Two Separate Legal Instruments
Saskatchewan splits decision-making authority into two distinct categories, governed by two different statutes:
Enduring Power of Attorney (EPA) — covers financial and property decisions. Governed by The Powers of Attorney Act, 2002. This lets you manage your parent's bank accounts, pay their bills, file their taxes, and handle real estate transactions.
Health Care Directive / Healthcare Proxy — covers personal and medical decisions.
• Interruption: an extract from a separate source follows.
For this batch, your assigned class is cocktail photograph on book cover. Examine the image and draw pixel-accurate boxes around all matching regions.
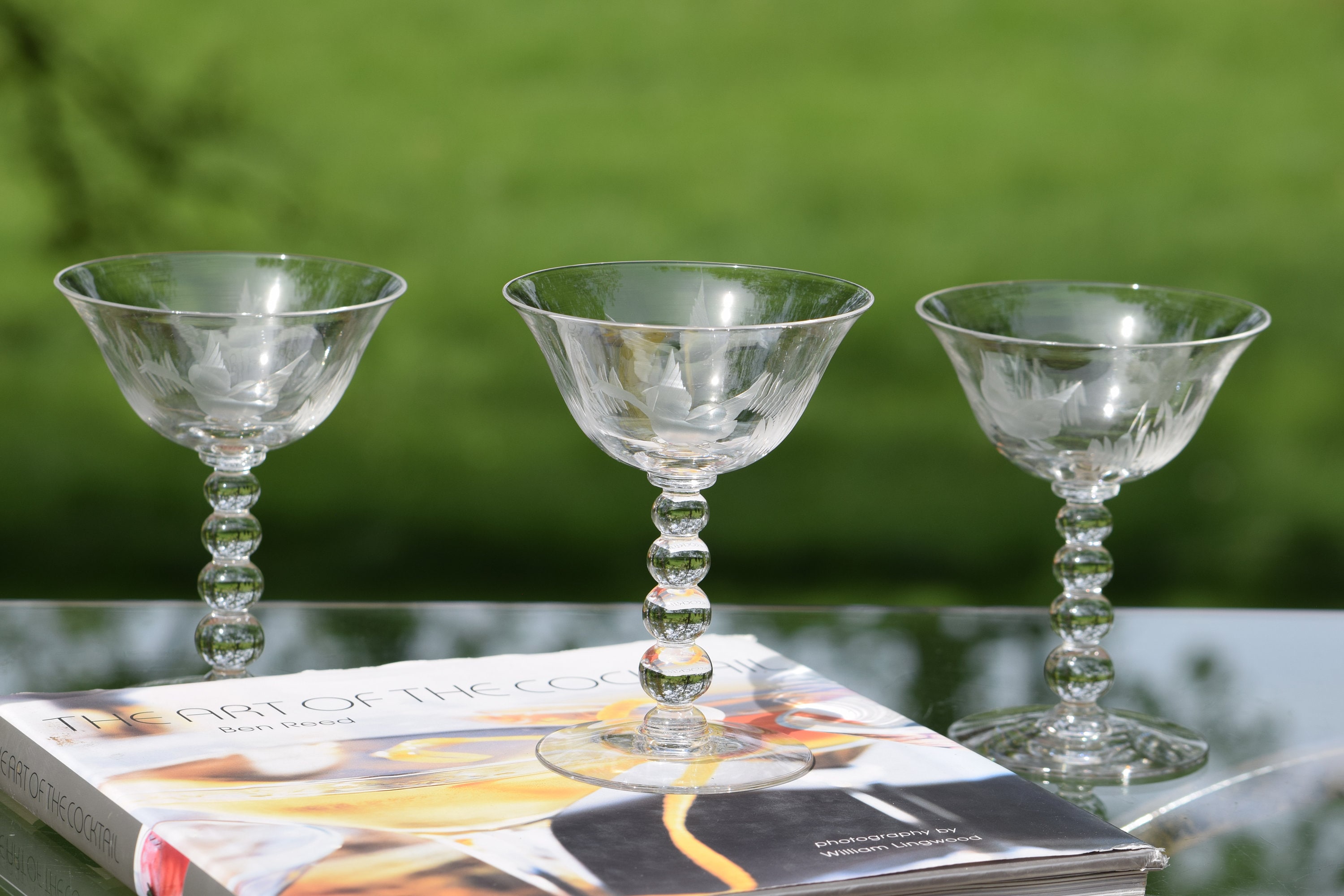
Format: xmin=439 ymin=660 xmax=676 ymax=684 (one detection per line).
xmin=0 ymin=635 xmax=1163 ymax=896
Governed by The Health Care Directives and Substitute Health Care Decision Makers Act, 2015. This appoints a Substitute Decision Maker (SDM) who can consent to medical treatment, approve care plans, and make the critical call during the SHA's 4-hour bed offer window.
You need both. An EPA alone doesn't give you authority over medical decisions. A Health Care Directive alone doesn't let you access your parent's bank account to pay their care home bills.
How to Set Up the EPA
Saskatchewan provides standard forms through the King's Printer (Publications Centre):
- Form A, B, or C — the actual power of attorney document (personal, property, or joint)
- Form D — legal advice certificate completed by a lawyer
- Form E — witness certificate signed by two adult witnesses
These documents must be signed in wet ink. Digital signatures are not legally recognized for estate planning in Saskatchewan.
If using a "springing" or contingent EPA — one that only activates when your parent loses capacity — you'll need written declarations of incapacity from two practicing physicians before the attorney can act.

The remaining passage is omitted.